FriesischScott / UncertaintyQuantification.jl

Uncertainty Quantification in Julia
MIT License
31 stars 11 forks source link

Better HPC interfacing #153

Closed AnderGray closed 7 months ago

AnderGray commented 8 months ago

Julia's inbuilt parallelism isn't really good for launching complicated workflows / models on clusters.

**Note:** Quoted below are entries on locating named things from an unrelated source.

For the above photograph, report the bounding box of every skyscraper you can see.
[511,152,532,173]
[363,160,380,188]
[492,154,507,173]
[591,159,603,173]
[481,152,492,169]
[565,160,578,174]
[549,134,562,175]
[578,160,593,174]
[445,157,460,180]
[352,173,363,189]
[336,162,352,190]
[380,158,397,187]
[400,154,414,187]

Would be useful to have something that can interface better to the scheduler.

Example:

@FriesischScott has suggested a nice trick, where the solver calls sbatch and waits for the job to complete:

OpenSees = Solver(
    "sbatch",
    "launch_sim.sh";
    args="--wait",
)

with launch_sim.sh containing everything need to run my workflow.

Nice, but, has some problems:

Slurm job arrays

Slurm's job arrays is a nice way to manage many similar jobs, like jobs which differ by just an index (e.g. sample-N). Also allows you to preallocate total amount of resources needed, and how many are concurrently run etc.

It would require a bit of engineering, but perhaps we could an interface of some sort could be written ... i.e. when pmap is called in External model, the input files are created (directories created, files copied, values interpolated), and a slurm array submitted which will loop through the individual jobs.

Maestro workflow manager

Could also be something to look into: https://github.com/LLNL/maestrowf?tab=readme-ov-file https://maestrowf.readthedocs.io/en/latest/index.html

Provides a yaml and command line tool for performing parameter studies, and can work with slurm.

Scheduling studies: https://maestrowf.readthedocs.io/en/latest/Maestro/scheduling.html#flux

FriesischScott commented 8 months ago

If I understand corrently the whole point is to instead of having one job that runs all samples in parallel instead submit one job for each sample that is then parallelized, correct?